Wetsuits made for surfing will work, but a wetsuit specifically made for spearfishing is ideal. Not only are they warmer than wetsuits made for surfing, but they generally have a built-in pad that makes loading your speargun against your chest much more comfortable. Body Glove, JBL, Xcel and Riffe all make good spearfishing wetsuits.
Spearfishing fins are longer and narrower than ones you’d use to body surf or swim laps. The most important aspect to picking out fins is to make sure they fit well. If they’re too tight, you’ll get blisters; too loose, and you’re bound to lose them.
Mask and snorkel
Diving of any sort with a foggy or leaky mask is miserable. To ensure a proper fit, visit a dive shop and try on different masks until one sits just right.
The test is to put it on your face (without it being strapped to your head), suck in a bit of air through your nose and see if it falls off. If it stays on your face, you’ve found a good fit.
Don’t bother with a mask that has purge valves; they tend to break and can make pinching your nose while equalizing difficult. Ask for a large-volume mask that will give you a good-size field of vision as well.
To prevent fogging, simply rub toothpaste onto the inside of the mask a few times. A simple, J-shaped snorkel without purge valves or splash flaps is all you need.
Outfitted in a thick wetsuit, you’re going to bob on the surface like a buoy. To compensate for the buoyancy of a wetsuit, you need to wear a weight belt.
The most popular belts for spearfishing are rubber and have a quick-release buckle should things go awry. While everyone is different, you should wear the amount of weight it takes to make your body have neutral buoyancy after you exhale on the surface. For reference, when I wear a 5/4 mm wetsuit, I strap on about 10 to 12 pounds of lead weights. You can also tie a line around the belt to use as a fish stringer.
A knife comes in handy when you need to dispatch a fish humanely and quickly.

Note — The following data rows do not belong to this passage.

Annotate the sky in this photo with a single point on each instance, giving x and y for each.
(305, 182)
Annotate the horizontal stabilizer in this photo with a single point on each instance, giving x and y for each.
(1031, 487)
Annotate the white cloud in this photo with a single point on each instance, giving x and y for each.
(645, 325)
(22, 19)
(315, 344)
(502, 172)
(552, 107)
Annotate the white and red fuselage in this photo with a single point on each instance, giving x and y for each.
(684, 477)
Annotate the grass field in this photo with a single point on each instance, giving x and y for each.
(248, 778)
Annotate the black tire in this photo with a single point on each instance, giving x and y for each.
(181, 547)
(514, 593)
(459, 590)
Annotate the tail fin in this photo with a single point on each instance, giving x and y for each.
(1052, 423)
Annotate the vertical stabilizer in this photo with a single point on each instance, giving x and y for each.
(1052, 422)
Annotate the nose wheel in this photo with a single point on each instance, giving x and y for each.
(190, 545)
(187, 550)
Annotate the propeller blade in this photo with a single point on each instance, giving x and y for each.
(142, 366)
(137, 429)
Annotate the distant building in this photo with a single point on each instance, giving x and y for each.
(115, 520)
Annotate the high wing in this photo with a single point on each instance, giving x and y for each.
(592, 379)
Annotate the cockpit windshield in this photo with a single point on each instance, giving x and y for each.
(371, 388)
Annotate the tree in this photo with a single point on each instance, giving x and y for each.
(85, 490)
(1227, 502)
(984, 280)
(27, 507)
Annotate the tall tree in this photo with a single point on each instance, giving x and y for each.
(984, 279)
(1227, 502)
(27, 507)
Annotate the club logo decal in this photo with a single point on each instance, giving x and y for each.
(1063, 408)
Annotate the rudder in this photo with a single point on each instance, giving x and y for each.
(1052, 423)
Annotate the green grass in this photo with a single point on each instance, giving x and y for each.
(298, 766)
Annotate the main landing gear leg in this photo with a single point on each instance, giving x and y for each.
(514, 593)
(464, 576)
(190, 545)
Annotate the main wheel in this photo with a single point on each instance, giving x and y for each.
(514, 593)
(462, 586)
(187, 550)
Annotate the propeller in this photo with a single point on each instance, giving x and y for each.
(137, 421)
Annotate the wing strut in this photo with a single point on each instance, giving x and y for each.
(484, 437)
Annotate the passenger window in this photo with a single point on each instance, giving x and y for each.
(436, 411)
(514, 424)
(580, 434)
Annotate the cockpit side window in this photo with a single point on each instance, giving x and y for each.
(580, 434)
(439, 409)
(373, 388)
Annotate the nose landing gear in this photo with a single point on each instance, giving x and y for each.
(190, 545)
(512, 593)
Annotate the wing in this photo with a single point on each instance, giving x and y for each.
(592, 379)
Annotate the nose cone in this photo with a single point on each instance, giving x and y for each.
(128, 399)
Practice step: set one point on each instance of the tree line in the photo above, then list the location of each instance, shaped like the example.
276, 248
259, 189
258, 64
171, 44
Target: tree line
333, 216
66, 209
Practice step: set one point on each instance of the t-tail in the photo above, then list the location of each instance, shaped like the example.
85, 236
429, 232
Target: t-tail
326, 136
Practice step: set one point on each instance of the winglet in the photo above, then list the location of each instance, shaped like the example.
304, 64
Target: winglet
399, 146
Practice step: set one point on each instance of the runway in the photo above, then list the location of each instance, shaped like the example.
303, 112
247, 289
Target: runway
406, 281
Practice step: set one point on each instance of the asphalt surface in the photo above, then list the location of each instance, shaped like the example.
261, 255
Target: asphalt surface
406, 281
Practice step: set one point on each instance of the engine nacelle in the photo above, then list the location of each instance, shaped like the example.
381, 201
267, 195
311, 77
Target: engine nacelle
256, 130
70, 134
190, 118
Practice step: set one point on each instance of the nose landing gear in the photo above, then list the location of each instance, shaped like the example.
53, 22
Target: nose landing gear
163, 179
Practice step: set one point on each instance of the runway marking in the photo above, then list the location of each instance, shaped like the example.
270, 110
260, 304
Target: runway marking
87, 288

It’s also a good idea to have a knife strapped onto your body should you become tangled up in rope or seaweed.
You don’t need a big knife, as they tend to get snagged on kelp; look for something small with a nice, sharp edge.
Gloves will protect your fingers while you load your speargun, as well as keep you warm. Wetsuit gloves, like the kind you’d wear while surfing, will work, but they make your fingers cumbersome.
If the water is warm enough, don a pair of thin gardening gloves; otherwise, look into a pair made by Riffe specifically for spearfishing. Booties keep your lower extremities warm and create a soft barrier between your feet and your fins.
Never dive alone. It’s rule number one, yet every year you hear of divers perishing at sea when oftentimes a dive buddy could have saved that person’s life.
Besides that, there are a ton of reasons to dive with a friend or two: Everyone shares the day’s catch, fish tales can be verified, an extra arm is always nice when lugging dive gear around and sometimes fish need not one, but two “arrows” in them.
Don’t go out there thinking you’re the next Mark Healey or Brandon Wahlers. Take it slow. You probably won’t shoot anything for at least the first couple of dives. Don’t let that discourage you, and try to learn something each and every time you dive.